Great insight, Matt.
I agree that the value of any figure, may it be original or replica, depends on who made it or who owned/used it.
As an example, a few months ago I built a Marshall Rickie Tik replica (based on the Marshall replica head I got from Matt… Thanks again, Matt!). The let say Ray Guyll built another Rickie Tik replica. So we have 2 replicas now.
Guyll’s replica will surely be sold much more than mine because he is the more established, more experienced, and much better figure maker than me!
I wish I HAD an old Marshall. I think Dan bought them all.
Two factors that could affect pricing on a replica:
From a collector’s point of view, it simply isn’t the original figure made by the original maker. That would drive the price down, although it is unknown if it would be the 25% that Dan mentions.
From a performers point of view, it is too not an original. The figure is not unique to their act and is known through the performances of another ventriloquist. If they are buying to just have around because they admire the original performer, the original maker, or simply like how it looks, they are a collector of sorts – maybe not the hard core type that Dan represents but a collector nonetheless.
We all seem to ‘know’ that newer is always better, and that fiberglass figures are superior to wooden ones. Fiberglass is certainly better if you want a cheaper figure that has lots of identicle twin brothers out there. With a lousy old wooden dummy, you’re stuck with a one of a kind piece of art that nobody else has. What a sad and lonely situation that would be.
And as to the weight obsession, I have two comments:
1. If your dummy sits on a stand of some sort while you perform, weight is not really an issue.
2. The Rocky figure recently featured on this website not only has carved head and hands, but shaped wooden feet and a carved wooden shell body. He weighs 5.2 pounds.
If I were the winning bid on this old figure and case on which it sits http://www.antiquehelper.com/catalog.php?id=142&page=7 there is no way I would change anything, not even think about making a mold of head or hands for replica purposes, or do anything that might change it. Once I had had an old antique fishing reel (first one made in KY at Frankfort by jewelers). The one I bought for $100 was company when it moved (to Louisville). It was the very first open face fishing reel. It had a brass finish and the fishing reel was little dirty. I decided to take finest steel wool to clean it. Off came the brass finish with the little bit of dirt. Anybody that watches Antiques Roadshow knows that this hurt the value.

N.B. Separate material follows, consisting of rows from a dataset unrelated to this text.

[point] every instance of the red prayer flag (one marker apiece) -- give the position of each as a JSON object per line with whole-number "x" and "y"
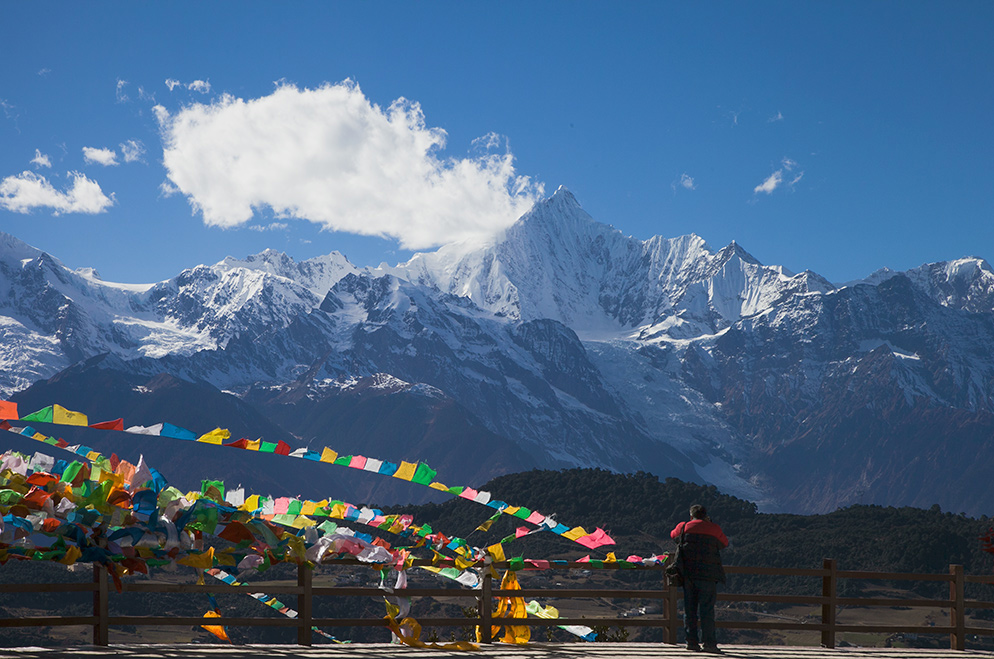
{"x": 116, "y": 424}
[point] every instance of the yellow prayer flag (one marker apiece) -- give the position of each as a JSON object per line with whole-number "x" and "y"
{"x": 72, "y": 555}
{"x": 67, "y": 417}
{"x": 301, "y": 522}
{"x": 497, "y": 552}
{"x": 575, "y": 533}
{"x": 406, "y": 470}
{"x": 216, "y": 436}
{"x": 250, "y": 504}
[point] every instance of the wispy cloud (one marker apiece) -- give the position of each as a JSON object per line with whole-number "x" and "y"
{"x": 199, "y": 86}
{"x": 105, "y": 157}
{"x": 10, "y": 112}
{"x": 41, "y": 159}
{"x": 272, "y": 226}
{"x": 330, "y": 156}
{"x": 120, "y": 93}
{"x": 28, "y": 191}
{"x": 686, "y": 182}
{"x": 133, "y": 151}
{"x": 776, "y": 179}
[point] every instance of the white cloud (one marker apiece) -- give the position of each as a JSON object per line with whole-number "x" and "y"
{"x": 120, "y": 94}
{"x": 132, "y": 150}
{"x": 272, "y": 226}
{"x": 774, "y": 180}
{"x": 105, "y": 157}
{"x": 685, "y": 182}
{"x": 329, "y": 156}
{"x": 770, "y": 184}
{"x": 28, "y": 191}
{"x": 41, "y": 159}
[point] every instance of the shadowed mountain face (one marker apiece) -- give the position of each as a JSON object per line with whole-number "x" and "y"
{"x": 559, "y": 343}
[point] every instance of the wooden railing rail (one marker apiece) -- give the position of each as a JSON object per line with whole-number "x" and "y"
{"x": 669, "y": 621}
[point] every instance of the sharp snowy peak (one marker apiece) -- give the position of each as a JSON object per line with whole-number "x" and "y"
{"x": 581, "y": 345}
{"x": 557, "y": 262}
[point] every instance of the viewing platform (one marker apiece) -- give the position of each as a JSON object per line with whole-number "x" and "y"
{"x": 497, "y": 651}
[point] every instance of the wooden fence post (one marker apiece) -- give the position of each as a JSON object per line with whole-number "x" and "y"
{"x": 671, "y": 613}
{"x": 486, "y": 607}
{"x": 957, "y": 610}
{"x": 829, "y": 590}
{"x": 100, "y": 593}
{"x": 304, "y": 601}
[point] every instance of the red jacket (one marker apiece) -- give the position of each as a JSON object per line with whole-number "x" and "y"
{"x": 700, "y": 526}
{"x": 701, "y": 555}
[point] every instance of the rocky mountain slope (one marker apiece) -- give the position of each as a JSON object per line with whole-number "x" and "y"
{"x": 562, "y": 342}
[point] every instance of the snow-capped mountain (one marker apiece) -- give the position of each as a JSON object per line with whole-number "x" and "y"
{"x": 576, "y": 345}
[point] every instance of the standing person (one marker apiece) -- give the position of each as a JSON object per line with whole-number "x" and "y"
{"x": 702, "y": 571}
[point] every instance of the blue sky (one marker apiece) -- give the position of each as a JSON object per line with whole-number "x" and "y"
{"x": 841, "y": 137}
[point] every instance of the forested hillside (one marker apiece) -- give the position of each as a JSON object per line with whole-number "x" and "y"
{"x": 638, "y": 511}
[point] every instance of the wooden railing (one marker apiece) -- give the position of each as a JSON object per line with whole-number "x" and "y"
{"x": 669, "y": 621}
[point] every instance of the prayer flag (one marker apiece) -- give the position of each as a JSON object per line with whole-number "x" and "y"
{"x": 406, "y": 471}
{"x": 116, "y": 424}
{"x": 68, "y": 417}
{"x": 43, "y": 415}
{"x": 8, "y": 410}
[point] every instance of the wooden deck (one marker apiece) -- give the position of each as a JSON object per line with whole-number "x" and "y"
{"x": 497, "y": 651}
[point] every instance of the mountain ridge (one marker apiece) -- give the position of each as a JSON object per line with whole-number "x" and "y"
{"x": 576, "y": 344}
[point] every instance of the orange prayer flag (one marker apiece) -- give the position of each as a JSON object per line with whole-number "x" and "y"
{"x": 8, "y": 410}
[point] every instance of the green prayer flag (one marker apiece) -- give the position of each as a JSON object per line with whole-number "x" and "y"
{"x": 424, "y": 474}
{"x": 43, "y": 415}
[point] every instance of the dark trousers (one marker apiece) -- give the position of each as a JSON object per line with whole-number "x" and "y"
{"x": 699, "y": 596}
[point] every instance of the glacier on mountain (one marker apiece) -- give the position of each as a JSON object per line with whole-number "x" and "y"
{"x": 583, "y": 345}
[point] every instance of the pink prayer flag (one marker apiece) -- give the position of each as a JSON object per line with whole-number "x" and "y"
{"x": 588, "y": 541}
{"x": 536, "y": 517}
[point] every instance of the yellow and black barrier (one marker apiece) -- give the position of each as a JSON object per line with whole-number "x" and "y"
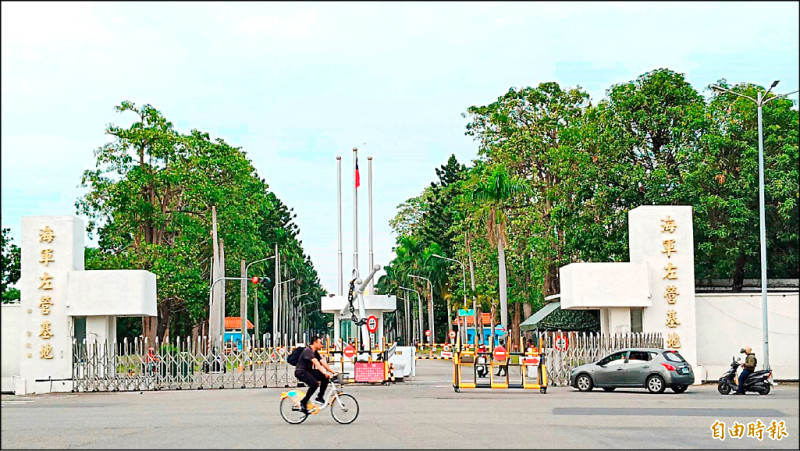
{"x": 485, "y": 362}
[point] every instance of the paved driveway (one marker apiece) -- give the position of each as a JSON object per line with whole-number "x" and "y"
{"x": 425, "y": 413}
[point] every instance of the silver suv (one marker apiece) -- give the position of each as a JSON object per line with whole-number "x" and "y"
{"x": 652, "y": 368}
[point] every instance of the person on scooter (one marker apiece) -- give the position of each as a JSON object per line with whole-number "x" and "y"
{"x": 748, "y": 367}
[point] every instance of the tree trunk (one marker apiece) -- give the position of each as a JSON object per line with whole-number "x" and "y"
{"x": 738, "y": 272}
{"x": 515, "y": 327}
{"x": 501, "y": 261}
{"x": 527, "y": 311}
{"x": 479, "y": 325}
{"x": 150, "y": 328}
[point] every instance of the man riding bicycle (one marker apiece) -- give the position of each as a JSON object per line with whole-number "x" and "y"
{"x": 313, "y": 371}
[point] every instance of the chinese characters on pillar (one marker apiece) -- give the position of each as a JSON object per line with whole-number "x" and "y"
{"x": 671, "y": 293}
{"x": 46, "y": 235}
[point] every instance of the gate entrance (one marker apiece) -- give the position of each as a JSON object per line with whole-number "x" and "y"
{"x": 183, "y": 364}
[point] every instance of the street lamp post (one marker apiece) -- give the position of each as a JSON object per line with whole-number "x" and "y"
{"x": 760, "y": 101}
{"x": 211, "y": 288}
{"x": 407, "y": 316}
{"x": 255, "y": 305}
{"x": 304, "y": 328}
{"x": 419, "y": 301}
{"x": 474, "y": 303}
{"x": 430, "y": 309}
{"x": 295, "y": 322}
{"x": 276, "y": 339}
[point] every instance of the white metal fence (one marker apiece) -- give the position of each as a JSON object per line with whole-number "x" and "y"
{"x": 181, "y": 364}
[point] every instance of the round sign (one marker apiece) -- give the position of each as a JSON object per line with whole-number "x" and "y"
{"x": 372, "y": 324}
{"x": 561, "y": 342}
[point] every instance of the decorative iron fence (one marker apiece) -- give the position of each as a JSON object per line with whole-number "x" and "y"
{"x": 180, "y": 364}
{"x": 583, "y": 347}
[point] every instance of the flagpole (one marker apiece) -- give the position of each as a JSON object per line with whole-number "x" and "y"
{"x": 353, "y": 328}
{"x": 355, "y": 210}
{"x": 369, "y": 197}
{"x": 340, "y": 290}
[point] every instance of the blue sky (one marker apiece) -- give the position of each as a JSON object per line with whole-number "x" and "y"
{"x": 295, "y": 84}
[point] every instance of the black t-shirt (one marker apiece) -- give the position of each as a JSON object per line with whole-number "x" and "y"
{"x": 304, "y": 363}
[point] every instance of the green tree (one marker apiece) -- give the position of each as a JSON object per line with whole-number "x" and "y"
{"x": 11, "y": 268}
{"x": 150, "y": 199}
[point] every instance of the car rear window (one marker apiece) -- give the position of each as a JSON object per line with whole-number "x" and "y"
{"x": 673, "y": 356}
{"x": 639, "y": 355}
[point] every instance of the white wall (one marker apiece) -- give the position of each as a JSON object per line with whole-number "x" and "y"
{"x": 68, "y": 250}
{"x": 728, "y": 322}
{"x": 11, "y": 320}
{"x": 108, "y": 292}
{"x": 596, "y": 285}
{"x": 646, "y": 243}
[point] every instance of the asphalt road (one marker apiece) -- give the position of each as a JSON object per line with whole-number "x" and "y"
{"x": 425, "y": 413}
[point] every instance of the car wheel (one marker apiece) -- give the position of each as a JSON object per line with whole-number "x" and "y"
{"x": 584, "y": 382}
{"x": 655, "y": 384}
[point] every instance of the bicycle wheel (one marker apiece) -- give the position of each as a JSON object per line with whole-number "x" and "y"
{"x": 291, "y": 413}
{"x": 344, "y": 409}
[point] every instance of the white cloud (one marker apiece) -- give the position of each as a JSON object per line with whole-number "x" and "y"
{"x": 302, "y": 23}
{"x": 50, "y": 25}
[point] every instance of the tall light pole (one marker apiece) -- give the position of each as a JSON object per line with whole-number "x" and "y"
{"x": 255, "y": 305}
{"x": 760, "y": 101}
{"x": 303, "y": 318}
{"x": 295, "y": 323}
{"x": 474, "y": 303}
{"x": 419, "y": 301}
{"x": 430, "y": 308}
{"x": 275, "y": 339}
{"x": 407, "y": 316}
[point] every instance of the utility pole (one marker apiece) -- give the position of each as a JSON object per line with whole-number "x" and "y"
{"x": 760, "y": 101}
{"x": 243, "y": 303}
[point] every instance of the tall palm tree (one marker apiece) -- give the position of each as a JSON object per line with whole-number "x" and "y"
{"x": 491, "y": 194}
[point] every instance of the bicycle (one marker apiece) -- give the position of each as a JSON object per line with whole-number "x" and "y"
{"x": 344, "y": 407}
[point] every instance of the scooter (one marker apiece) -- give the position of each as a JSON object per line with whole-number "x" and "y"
{"x": 758, "y": 381}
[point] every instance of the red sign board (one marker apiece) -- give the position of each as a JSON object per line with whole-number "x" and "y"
{"x": 369, "y": 371}
{"x": 532, "y": 360}
{"x": 372, "y": 324}
{"x": 561, "y": 342}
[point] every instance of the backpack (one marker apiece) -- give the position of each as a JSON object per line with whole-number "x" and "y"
{"x": 294, "y": 357}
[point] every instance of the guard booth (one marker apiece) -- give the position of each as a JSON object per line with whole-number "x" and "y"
{"x": 478, "y": 367}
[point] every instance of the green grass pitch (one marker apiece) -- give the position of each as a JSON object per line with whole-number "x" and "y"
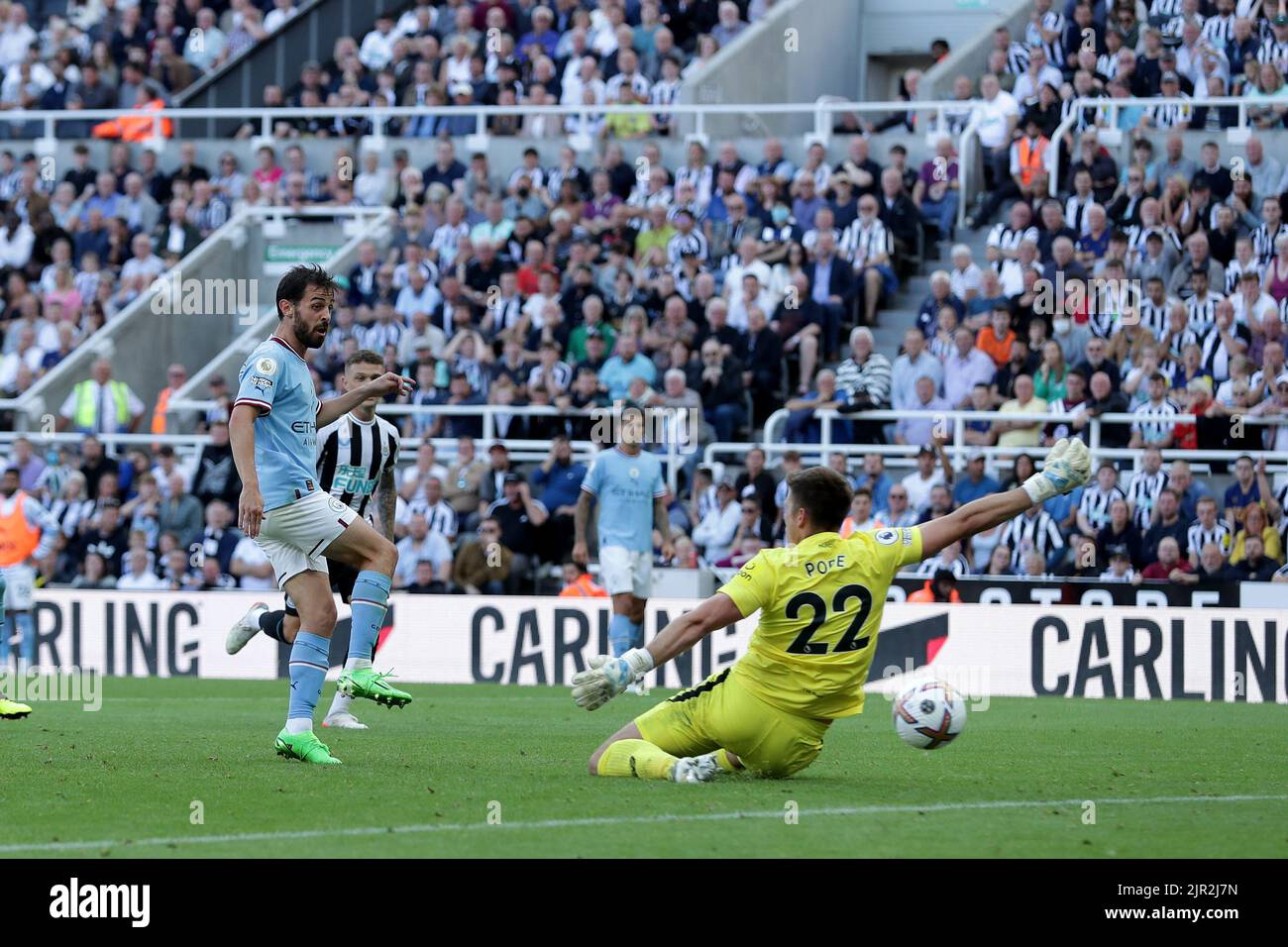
{"x": 501, "y": 771}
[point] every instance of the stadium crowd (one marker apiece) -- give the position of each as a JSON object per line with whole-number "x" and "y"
{"x": 725, "y": 287}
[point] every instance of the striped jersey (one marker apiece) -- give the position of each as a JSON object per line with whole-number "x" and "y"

About wooden figures all being one of a kind: Didn’t some figure makers use dupli-carvers? I don’t know about fiberglass figures necessarily being superior in all ways to wooden ones. They are certainly lighter, that’s for sure, and fiberglass is certainly an easier material to use for making duplicates. As for materials to make figures from, a new material that might trump fiberglass might be polyurethane resin. It doesn’t give off intense toxic fumes like fiberglass and is strong and lightweight. But I’m going off on a tangent. What should really matter with a figure is if it is appealing, easy to operate, and if it will hold up to use and abuse.
There’s nothing good as wood. http://en.wikipedia.org/wiki/Vasa_(ship)
I agree with Matt :)
I think a figure’s value, original or replica depends on first the maker then the seller but most importantly… the buyer. :)
So question: If you buy a high end replica like a Mcelroy
Will it retain it’s value? Will the value grow like with the original?
Or… will it have the same effect as purchasing a new car. When you take delivery the price goes down?
Really curios because other than the limited supply I can’t think of any reason why I would buy a used replica unless it was greatly discounted i the character isn’t one that I couldn’t buy new….
Thank you and as always another great blog!
Tonya I will agree with you if you purchase a replica it is not going to increase in value except in a very few cases such as was stated above. In reality a replica is just that a copy and they go down in value.